Sergeant Teal enlisted in St. Croix Falls, Wisconsin, in a unit that became Company A of the 20th Wisconsin Infantry. The regiment’s highest casualties occurred at the battle of Prairie Grove on December 7, 1862. These Wisconsin soldiers entered the battle after an epic march of 120 miles over three and a half days. They were among the regiments that made piecemeal attacks up a ridge toward the Borden House; the specific target of the 20th Wisconsin were the three guns of Captain William D. Blocher’s Arkansas Battery near the house. William L. Shea describes what happened next in his Fields of Blood: The Prairie Grove Campaign:

[Major Henry A.] “Starr bellowed ‘Forward!’ and the Twentieth Wisconsin dashed toward the Rebel guns. ‘We rushed over a rail fence and the battery was ours,’ wrote Captain Miller. ‘What a shout of exultation arose!’ Color Sergeant Lindsey E. Teal climbed onto one of the guns and exuberantly waved the Stars and Stripes. The ‘whole command was wild with excitement,’ noted a Wisconsin soldier. ‘We thought we could clear up the whole business at once,’ recalled another. A quick check revealed that not a man in the regiment had been hurt” (page 170). The regiment advanced on and part entered a ravine where they were mauled by Confederate troops. By the end of the battle, the 20th Wisconsin had suffered a 49% casualty rate. Among the fifty men killed in action was Color Sergeant Lindsey Teal.


Saturday, April 30, 2011

A Quick Visit to Prairie Grove

Intense fighting occurred near the small town of Prairie Grove, Arkansas, on 7 December 1862. For those interested in the campaign, William L. Shea’s Fields of Blood: The Prairie Grove Campaign (Chapel Hill: The University of North Carolina Press, 2009) is the best modern account.

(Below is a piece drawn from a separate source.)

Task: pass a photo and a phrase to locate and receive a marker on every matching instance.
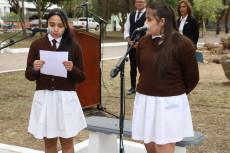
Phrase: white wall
(5, 7)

During spring break, I went on a one day road trip to Tahlequah, Oklahoma, and then on to Fayetteville, Arkansas. On the way, my friends and I stopped briefly at the Prairie Grove Battlefield State Park. I have visited this park a number of times and have enjoyed the walking trail as well as the driving tour. Today, though, there was only time to stop at the Archibald Borden House, the scene of some hot fighting. The original Borden House burned during the conflict but the house you see here was built on the original foundation. Since my last visit, the house has been repainted and new windows have been installed.

The photograph below is taken from the position of Captain William Blocher’s Arkansas Artillery Battery looking toward the Illinois River; the Borden House is not far behind this site. Several Union infantry regiments assaulted the Borden House ridge including the 37th Illiniois Infantry which advanced right toward this camera position. Earlier, the 20th Wisconsin Infantry had attacked across this view from the northeast. It is certainly a pretty view; one of my friends said it was peaceful, but it was anything but that on 7 December 1862.

The 37th Illinois Infantry served mostly in the trans-Mississippi, and its activities were expertly detailed by Michael Mullins in The Fremont Rifles: A History of the 37th Illinois Veteran Volunteer Infantry (Wilmington, NC: Broadfoot Publishing Co., 1990). The book is out of print and pricey on the used book market but is a good read.